Understand The Basics Of Hardfacing

Hardfacing is a welding technique that aims to restore metal parts crucial in many industrial applications to their original form. To achieve this restored state, welders apply a harder metal to an original base metal. Read on to learn more details about this fascinating welding performance.

Hardfacing Steps in When Metals Fail

Hard surfacing, cladding, and surface welding are different terms for the same process - hardfacing. This technique is useful when metal fails due to wear from repeated, consistent abrasion, friction, and impact. Metal components lose their dimension and functionality over time and must be restored.  For example, crusher rollers in mining are subject to intense wear from different ores and minerals.

Sometimes hardfacing on new components prior to use helps them to last even longer.

Hardfacing Serves Several Base Metals

Hardfacing welders layer a durable metal material onto the worn base metal.

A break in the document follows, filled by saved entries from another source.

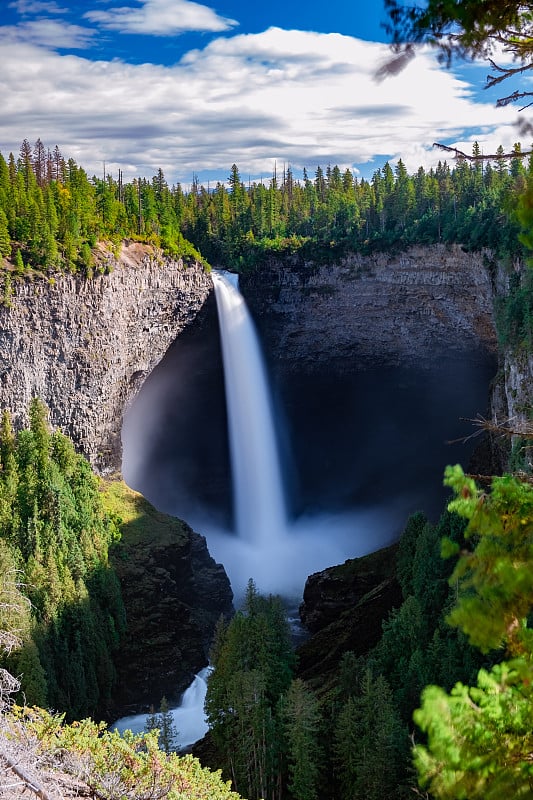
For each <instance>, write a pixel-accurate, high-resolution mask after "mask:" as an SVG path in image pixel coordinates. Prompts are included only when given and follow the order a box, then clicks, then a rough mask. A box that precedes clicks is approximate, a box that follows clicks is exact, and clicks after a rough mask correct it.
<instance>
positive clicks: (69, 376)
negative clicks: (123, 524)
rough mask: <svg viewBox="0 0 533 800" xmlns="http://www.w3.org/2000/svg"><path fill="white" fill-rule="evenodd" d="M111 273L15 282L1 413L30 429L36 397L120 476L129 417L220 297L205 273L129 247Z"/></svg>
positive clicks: (10, 321)
mask: <svg viewBox="0 0 533 800" xmlns="http://www.w3.org/2000/svg"><path fill="white" fill-rule="evenodd" d="M101 258H102V259H103V264H104V266H105V271H106V272H107V274H103V275H98V276H96V277H94V278H91V279H89V280H87V279H84V278H80V277H77V276H68V275H66V276H58V277H56V278H55V279H54V280H51V281H46V280H43V279H35V280H33V281H26V282H24V283H15V284H14V291H13V295H12V297H11V299H10V303H9V305H8V306H7V307H6V305H4V306H2V307H0V327H1V331H2V335H1V336H0V406H1V407H2V408H7V409H10V411H11V412H12V415H13V419H14V421H15V424H17V425H20V424H24V423H25V422H26V417H25V415H26V411H27V408H28V404H29V402H30V400H31V398H32V397H34V396H37V397H39V398H40V399H41V400H43V401H44V402H45V403H46V404H47V406H48V407H49V409H50V421H51V423H52V425H53V426H55V427H58V428H59V429H60V430H61V431H62V432H63V433H65V434H67V435H68V436H70V437H71V439H72V440H73V441H74V443H75V445H76V446H77V448H78V449H79V450H80V451H81V452H83V453H84V454H85V455H86V456H87V458H88V459H89V460H90V462H91V463H92V465H93V467H95V468H96V469H98V470H99V471H101V472H106V471H112V470H115V469H120V465H121V442H120V435H121V427H122V419H123V415H124V411H125V409H126V408H127V406H128V405H129V403H131V401H132V400H133V398H134V397H135V395H136V393H137V391H138V390H139V388H140V386H141V385H142V383H143V381H144V379H145V378H146V376H147V375H148V374H149V373H150V372H151V370H152V369H153V368H154V367H155V365H156V364H157V363H158V362H159V361H160V359H161V358H162V357H163V355H164V354H165V352H166V350H167V349H168V347H169V346H170V345H171V343H172V342H173V341H174V340H175V338H176V337H177V336H178V335H179V334H180V333H181V331H182V330H183V329H184V328H185V327H186V326H187V325H189V324H190V323H191V322H192V321H193V320H194V318H195V317H196V315H197V313H198V311H199V309H200V308H201V307H202V305H203V303H204V302H205V299H206V297H207V295H208V294H209V292H210V291H211V287H212V284H211V279H210V278H209V276H208V275H207V274H206V273H205V272H204V270H203V269H202V267H201V266H199V265H194V266H186V265H184V264H183V263H182V262H181V261H169V260H162V259H161V258H160V257H158V254H157V253H155V252H154V250H153V249H152V248H149V247H147V246H144V245H140V244H138V243H125V244H124V245H123V246H122V250H121V253H120V258H119V260H118V261H117V260H116V259H114V258H113V256H112V255H111V254H110V253H106V254H102V255H101Z"/></svg>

Sometimes several layers are applied. Electrodes or filler rods fuse this denser, thicker layer with high bond strength. Nearly any kind of worn base metal is appropriate for hardfacing such as cast iron, manganese steel, and stainless steel. Various metal alloys also accept hardfacing like copper-base, nickel-base, and carbon alloy steels.

Hardfacing is Possible via Multiple Processes

Welders can opt for a variety of different weld processes when they prepare to hardface. Examples of some of these processes welders utilize include flux-cored arc welding, open-arc welding, submerged arc welding, and plasma transferred arc welding.

Before hardfacing begins, welders consider several factors before they commit to a process. The availability of equipment, like Lincoln electric equipment, and the size of the power source are the biggest factors. Availability of hardfacing consumables plays a key role in the choice of process. Also taken into consideration is whether the welding location is indoors or outdoors.

Finally, the size, shape, and area of the component to be hardfaced determines which process a welder will favor. So, too, does the desired hardface finish and deposition rate.

Hardfacing Produces Many Benefits

Because hardfacing restores and strengthens a worn base metal component, overall operating and maintenance costs decrease.  Hardfacing results in fewer instances of replacement parts and downtime. Production efficiency in a given industry is restored. Hardfacing gives managers and owners the ability to use components with less expensive base metals during production.

Welders that employ hardfacing can use their skill and equipment to help machinery run more efficiently despite abrasive wear, impact wear, heat, and corrosion common in many industries.